Convenience Library for CV grid-search optimization of scikit classifiers.
This is a convenience library for use with scikit supervised learning algorithms (knn,Logistic Regression, etc). It provides methods to automatically conduct a cross-validated grid-search for hyperparameter tuning - so you don't need to code loops every time.
It also includes a ModelSelector which will run comparisons of all models - returning runtimes and accuracy scores for different models.
Assume the user will split their dataset into training and test sets - X_tr/Y_tr and X_te/Y_te, respectively.
logreg = LogRegress()
Y_te_pred = logreg.fit(X_tr, Y_tr).predict(X_tr, Y_tr, X_te)
We could then compare the accuracy of Y_te_pred to the known Y_te. Alternatively, we cando it automatically
logreg = LogRegress()
accu = logreg.score(X_tr, Y_tr, X_te, Y_te) # compares Y_te (pedicted) to Y_te (actual) automatically
Using the full known dataset X/Y and unknown dataset X_un, just call
logreg = LogRegress()
Y_un_pred = logreg.fit(X, Y).predict(X, Y, X_un)

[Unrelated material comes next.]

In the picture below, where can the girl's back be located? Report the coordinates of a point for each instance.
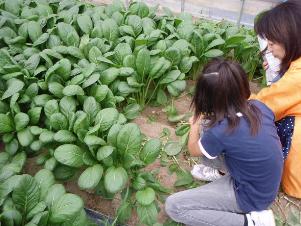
(254, 161)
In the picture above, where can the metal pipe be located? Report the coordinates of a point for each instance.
(182, 6)
(241, 12)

The ModelSelector provides an easy way to compare preliminary (though optimized) results on different models.
Calling
model_sel = ModelSelector()
model_sel.fit(X_tr, Y_tr, X_te, Y_te)
will return the several important elements:
(ranked) accuracy scores of the different models and the computation times required. Can be accessed via the pandas dataframe
model_sel.summary_df
The best model (instance) is also returned, with the best parameters it found in training.
best_mod = model_sel.models[model_sel.best_model]
Note that running
Y_un_pred = best_mod.fit(X,Y).predict(X,Y,X_un)
or
best_mod.best_params = None # this line would reset the params, and fit() would re-optimize for the full set.

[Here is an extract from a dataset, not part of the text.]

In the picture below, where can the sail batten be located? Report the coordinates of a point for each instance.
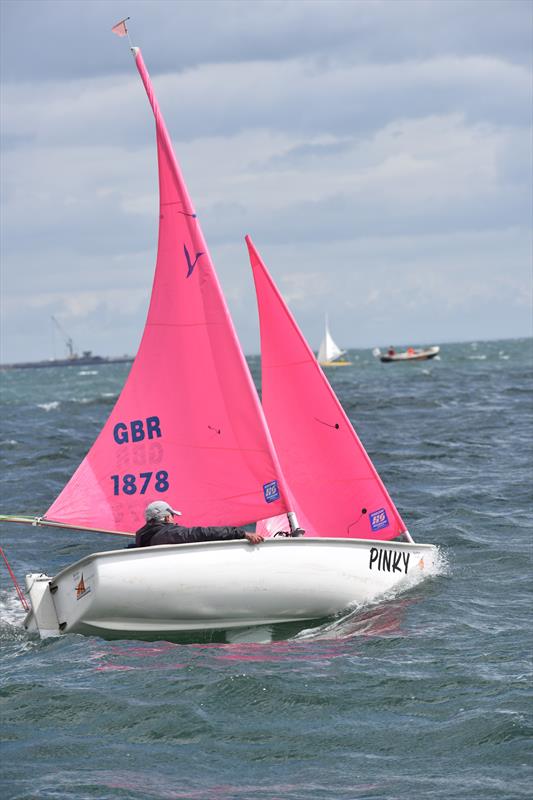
(188, 426)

Y_un_pred = best_mod.fit(X,Y).predict(X,Y,X_un)
will yield different results. In the latter case, the prediction will be done with parameters optimized over all of X,Y. In the former case, we would use parameters optimized over X_tr,Y_tr. The latter requires recomputation but uses more of the data for tuning.

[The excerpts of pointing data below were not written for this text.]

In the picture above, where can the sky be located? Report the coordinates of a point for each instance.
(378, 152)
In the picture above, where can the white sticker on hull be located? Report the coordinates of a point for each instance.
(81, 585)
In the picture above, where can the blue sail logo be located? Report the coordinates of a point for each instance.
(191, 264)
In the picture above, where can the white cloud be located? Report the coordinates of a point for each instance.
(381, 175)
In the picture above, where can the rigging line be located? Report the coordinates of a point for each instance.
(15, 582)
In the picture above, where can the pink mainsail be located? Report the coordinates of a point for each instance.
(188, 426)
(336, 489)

By default ModelSelector will check every model. We can pass a list of model names (strings) to either check or ignore.
To only run and compare kNN and LogRegress models:
model_sel = ModelSelector(check=['kNN','LogRegress'])
To check every model except kNN and LogRegress:
model_sel = ModelSelector(ignore=['kNN','LogRegress'])
For now, we support the following model names. Equivalent scikit models can be found in the import section of the source code.
['GMM', 'LogRegress', 'DecTree', 'RandForest', 'SupportVC', 'kNN', 'BGMM', 'GaussNB', 'MultiNB']
Note that GMM and BGMM are kernel density estimation classifier that are not in scikit. They fit a GaussianMixture or BayesianGaussianMixture to each label, and use the probability of an unknown point being sampled from either distribution to classify it.